Prolific mega-producer Ryan Murphy took a show about New York’s ballroom scene during the height of the AIDS epidemic and turned it into a TV juggernaut.
The beloved TV series came to a heart-wrenching end on Sunday, June 6, after three seasons that tackled homelessness, sex work, the rejection the trans community deals with on a daily basis and combined it with heart and dance to captivate millions around the world weekly.
OK! recently chatted with Pose star MJ Rodriguez, who portrays Blanca — the legendary mother of the House of Evangelista — and declares that although Pose has come to an end, trans representation in Hollywood is just beginning.

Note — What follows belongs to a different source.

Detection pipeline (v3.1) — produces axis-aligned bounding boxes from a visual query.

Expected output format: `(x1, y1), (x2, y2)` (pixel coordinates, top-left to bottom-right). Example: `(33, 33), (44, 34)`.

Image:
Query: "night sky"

“We can’t let this momentum go,” she exclusively tells OK!, referring to the power Pose had on changing the hearts and minds of people. “I think it’s so important that we keep featuring people of the LGBTQIA community, especially the trans community, especially the trans male community.”
Rodriguez continues: “There needs to be a lot of awareness coming out, it shouldn’t stop here, there’s such a future for us.”
OK! caught up with Rodriguez on the carpet for the final night of the OUTLOUD: Raising Voices concert series, a Pride event she was handpicked by superstar Adam Lambert to partake in.
Lambert curated the headlining show for the collaboration with Pride Live's Stonewall Day and his Feel Something Foundation, which featured LGBTQ+ artists Kim Petras, Vincint, Sam Sparro and many more, to shine a spotlight on artists he believes are often overlooked in the industry.
“I started in the business 10 years ago, it was a different landscape, there were not a lot of queer people in mainstream music on major labels, it was sort of a niche thing,” he exclusively spilled to OK!. “Now, that environment has changed so much, you see queer artists are a viable, commercial product [so to speak] for a record label.”
Lambert continued: “There are so many queer people of all different types, colors, sizes and genres in the game,” so he took it upon himself to spearhead a movement that ensures all LGBTQ+ artists are given their chance to shine.